Thanks for your comment! I agree that there are plenty of options that would be useful other than using the raw welfare ranges or using the welfare ranges with a cap on shrimp at 0.1x humans’ level. Here are the results with a cap on both shrimp’s and chickens’ welfare ranges at 1x humans’:
Summary Statistics: Weighted Hours of Disabling-Equivalent Pain Averted Per Dollar Donated to SWP: 5th, 25th, 50th, 75th, 95th percentiles: [2.234e-04 4.837e+00 6.347e+01 4.592e+02 4.776e+03] Mean: 1155.78 Summary Statistics: Weighted Hours of Disabling-Equivalent Pain Averted Per Dollar Donated to THL: 5th, 25th, 50th, 75th, 95th percentiles: [2.301e+01 1.023e+03 2.935e+03 6.537e+03 1.595e+04] Mean: 4811.45
Breaking out the cost-effectiveness results conditional on each welfare range model (or conditional on including/excluding the undiluted experience model) would be fantastic, but is probably outside the scope of what I have time to do.
I don’t really understand your middle paragraph. Can you elaborate on what you mean by “agent-relative reasons?” I do understand the issue whereby which welfare range is taken to be constant can drive the outcome of an EV calculation. But I *think* that only ends up changing the results if your unit for welfare range is based one of the animals in the comparison? I think I’d get identical conclusions if I took fruit flies’ welfare range to be the constant instead of humans’, it would only change if I used chickens’ or shrimp’s as the constant. And I’m not trying to take EVs across multiple moral systems, I’m holding the moral system constant and taking EVs across different estimates of chickens’ and shrimp’s capacities for realizing welfare, which seems like it avoids some further pitfalls.
If you used fruit flies (or other very small-brained animals) as having constant welfare range and included the neuron count model as a possibility, then the neuron count model would skew the expected values towards favouring chickens. This post illustrates this, although the model assumptions are different (conscious subsystems is an empirical/descriptive hypothesis about the number of moral patients conditional on each theory of consciousness and welfare, not a model or theory of consciousness and welfare per moral patient):
https://forum.effectivealtruism.org/posts/vbhoFsyQmrntru6Kw/do-brains-contain-many-conscious-subsystems-if-so-should-we
By agent-relative reasons, I just mean each agent could have some reasons to fix their own welfare range without similar reasons to fix others’ welfare ranges. Like maybe you just do ethics by projecting and extrapolating how you value your own experiences, which you assume to be fixed in value.
I think different theories of welfare (including different theories of hedonistic welfare), captured by the different models for welfare ranges, are effectively different normative/moral theories. So, if you do take expected values across them, you are taking expected values across different normative/moral stances.
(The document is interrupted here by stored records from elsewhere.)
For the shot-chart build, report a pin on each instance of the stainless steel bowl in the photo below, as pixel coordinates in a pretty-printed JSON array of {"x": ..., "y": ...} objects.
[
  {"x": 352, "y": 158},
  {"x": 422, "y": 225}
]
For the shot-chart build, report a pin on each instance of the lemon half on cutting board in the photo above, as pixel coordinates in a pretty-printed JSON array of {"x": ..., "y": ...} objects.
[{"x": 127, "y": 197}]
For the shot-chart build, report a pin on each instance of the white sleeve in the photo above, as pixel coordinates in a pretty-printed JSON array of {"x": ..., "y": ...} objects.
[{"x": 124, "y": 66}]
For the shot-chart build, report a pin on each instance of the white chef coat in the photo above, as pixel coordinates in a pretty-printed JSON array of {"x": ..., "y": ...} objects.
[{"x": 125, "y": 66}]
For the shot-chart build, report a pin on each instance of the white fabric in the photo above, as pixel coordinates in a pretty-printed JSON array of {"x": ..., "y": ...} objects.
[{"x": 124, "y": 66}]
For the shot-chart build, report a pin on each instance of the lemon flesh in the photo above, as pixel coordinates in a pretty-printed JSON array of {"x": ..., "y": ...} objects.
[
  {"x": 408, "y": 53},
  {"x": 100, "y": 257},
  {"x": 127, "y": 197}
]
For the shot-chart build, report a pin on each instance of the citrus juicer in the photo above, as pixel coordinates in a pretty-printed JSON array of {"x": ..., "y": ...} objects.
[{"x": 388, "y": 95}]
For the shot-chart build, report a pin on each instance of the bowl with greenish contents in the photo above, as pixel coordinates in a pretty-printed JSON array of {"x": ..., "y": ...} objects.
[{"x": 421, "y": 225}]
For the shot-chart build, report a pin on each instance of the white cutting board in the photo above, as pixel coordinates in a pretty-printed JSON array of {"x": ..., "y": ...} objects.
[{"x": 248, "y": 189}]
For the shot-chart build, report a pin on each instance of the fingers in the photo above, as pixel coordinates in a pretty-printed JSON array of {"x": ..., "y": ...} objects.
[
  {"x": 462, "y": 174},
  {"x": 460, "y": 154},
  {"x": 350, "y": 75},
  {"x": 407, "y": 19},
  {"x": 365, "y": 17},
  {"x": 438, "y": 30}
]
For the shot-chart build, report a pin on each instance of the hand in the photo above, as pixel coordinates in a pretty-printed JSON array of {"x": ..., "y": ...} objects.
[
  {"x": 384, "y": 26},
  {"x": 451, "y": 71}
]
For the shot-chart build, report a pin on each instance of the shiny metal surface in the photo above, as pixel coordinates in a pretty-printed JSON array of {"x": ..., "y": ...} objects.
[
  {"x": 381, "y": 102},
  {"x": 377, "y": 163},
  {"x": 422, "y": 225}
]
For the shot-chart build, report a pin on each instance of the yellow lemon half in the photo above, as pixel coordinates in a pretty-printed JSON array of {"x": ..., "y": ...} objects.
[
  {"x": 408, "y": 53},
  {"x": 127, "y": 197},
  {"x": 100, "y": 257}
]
Thanks for your comment! I agree that there are plenty of options that would be useful other than using the raw welfare ranges or using the welfare ranges with a cap on shrimp at 0.1x humans’ level. Here are the results with a cap on both shrimp’s and chickens’ welfare ranges at 1x humans’:
Breaking out the cost-effectiveness results conditional on each welfare range model (or conditional on including/excluding the undiluted experience model) would be fantastic, but is probably outside the scope of what I have time to do.
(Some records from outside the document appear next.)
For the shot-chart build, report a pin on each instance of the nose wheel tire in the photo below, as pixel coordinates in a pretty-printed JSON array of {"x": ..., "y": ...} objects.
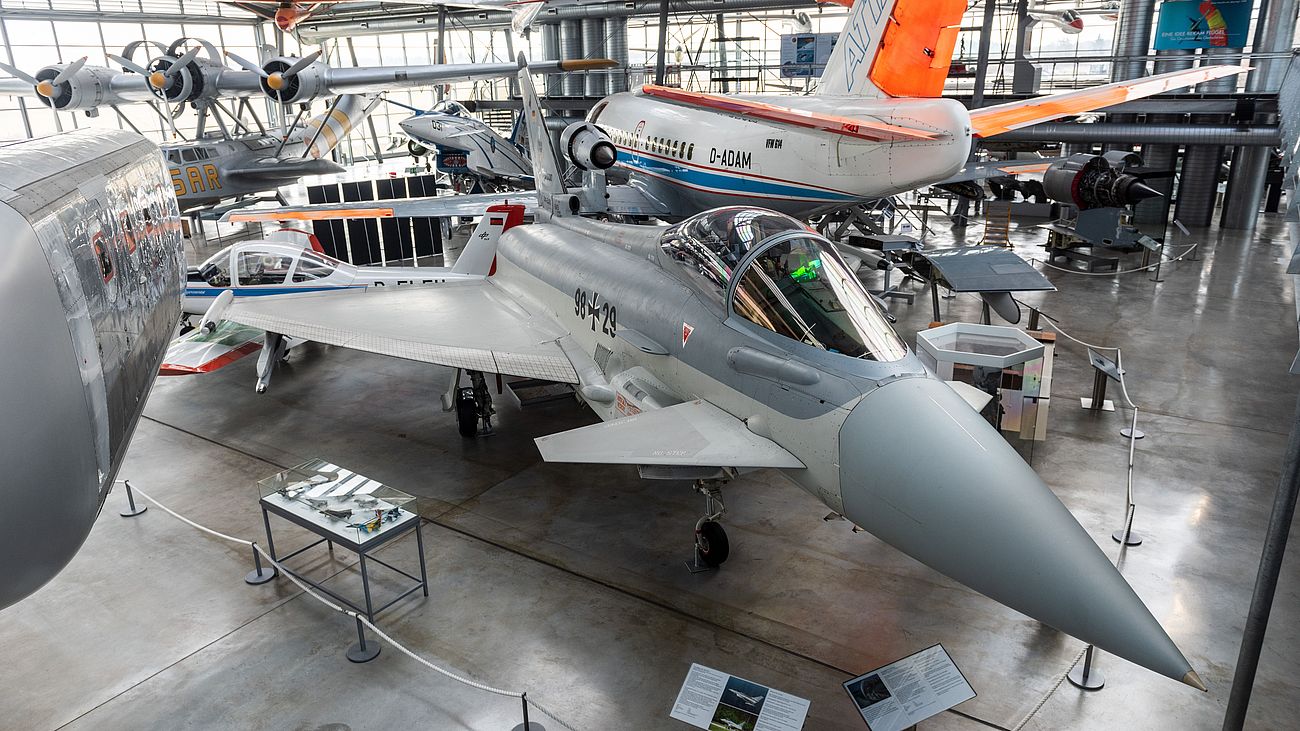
[{"x": 711, "y": 544}]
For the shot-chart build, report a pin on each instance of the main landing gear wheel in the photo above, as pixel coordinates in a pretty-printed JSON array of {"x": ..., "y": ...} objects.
[
  {"x": 711, "y": 544},
  {"x": 467, "y": 412}
]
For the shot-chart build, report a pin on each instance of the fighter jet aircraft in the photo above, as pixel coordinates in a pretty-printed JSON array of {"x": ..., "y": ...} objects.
[
  {"x": 733, "y": 341},
  {"x": 91, "y": 272},
  {"x": 477, "y": 150}
]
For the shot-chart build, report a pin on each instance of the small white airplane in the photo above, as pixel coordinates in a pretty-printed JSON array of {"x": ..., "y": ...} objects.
[
  {"x": 750, "y": 700},
  {"x": 291, "y": 262},
  {"x": 1069, "y": 20},
  {"x": 450, "y": 129}
]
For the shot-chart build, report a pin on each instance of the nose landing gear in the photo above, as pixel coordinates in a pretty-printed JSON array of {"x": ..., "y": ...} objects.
[
  {"x": 711, "y": 545},
  {"x": 473, "y": 407}
]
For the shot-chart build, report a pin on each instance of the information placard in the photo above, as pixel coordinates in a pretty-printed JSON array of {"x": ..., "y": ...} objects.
[
  {"x": 909, "y": 691},
  {"x": 714, "y": 700}
]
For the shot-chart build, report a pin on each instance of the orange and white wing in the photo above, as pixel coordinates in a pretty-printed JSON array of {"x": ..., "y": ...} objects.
[{"x": 989, "y": 121}]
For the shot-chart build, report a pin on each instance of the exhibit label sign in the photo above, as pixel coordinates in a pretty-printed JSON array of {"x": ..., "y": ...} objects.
[
  {"x": 909, "y": 691},
  {"x": 716, "y": 701},
  {"x": 1192, "y": 24},
  {"x": 806, "y": 53}
]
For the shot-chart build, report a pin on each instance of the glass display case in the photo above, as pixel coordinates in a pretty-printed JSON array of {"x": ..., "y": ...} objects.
[{"x": 333, "y": 500}]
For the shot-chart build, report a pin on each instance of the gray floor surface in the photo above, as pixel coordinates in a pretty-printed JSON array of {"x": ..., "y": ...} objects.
[{"x": 567, "y": 580}]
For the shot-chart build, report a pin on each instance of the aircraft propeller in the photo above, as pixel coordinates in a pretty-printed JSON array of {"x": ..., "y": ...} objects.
[{"x": 48, "y": 89}]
I don’t really understand your middle paragraph. Can you elaborate on what you mean by “agent-relative reasons?” I do understand the issue whereby which welfare range is taken to be constant can drive the outcome of an EV calculation. But I *think* that only ends up changing the results if your unit for welfare range is based one of the animals in the comparison? I think I’d get identical conclusions if I took fruit flies’ welfare range to be the constant instead of humans’, it would only change if I used chickens’ or shrimp’s as the constant. And I’m not trying to take EVs across multiple moral systems, I’m holding the moral system constant and taking EVs across different estimates of chickens’ and shrimp’s capacities for realizing welfare, which seems like it avoids some further pitfalls.
Thanks for doing and sharing these calculations!
If you used fruit flies (or other very small-brained animals) as having constant welfare range and included the neuron count model as a possibility, then the neuron count model would skew the expected values towards favouring chickens. This post illustrates this, although the model assumptions are different (conscious subsystems is an empirical/descriptive hypothesis about the number of moral patients conditional on each theory of consciousness and welfare, not a model or theory of consciousness and welfare per moral patient): https://forum.effectivealtruism.org/posts/vbhoFsyQmrntru6Kw/do-brains-contain-many-conscious-subsystems-if-so-should-we
By agent-relative reasons, I just mean each agent could have some reasons to fix their own welfare range without similar reasons to fix others’ welfare ranges. Like maybe you just do ethics by projecting and extrapolating how you value your own experiences, which you assume to be fixed in value.
I think different theories of welfare (including different theories of hedonistic welfare), captured by the different models for welfare ranges, are effectively different normative/moral theories. So, if you do take expected values across them, you are taking expected values across different normative/moral stances.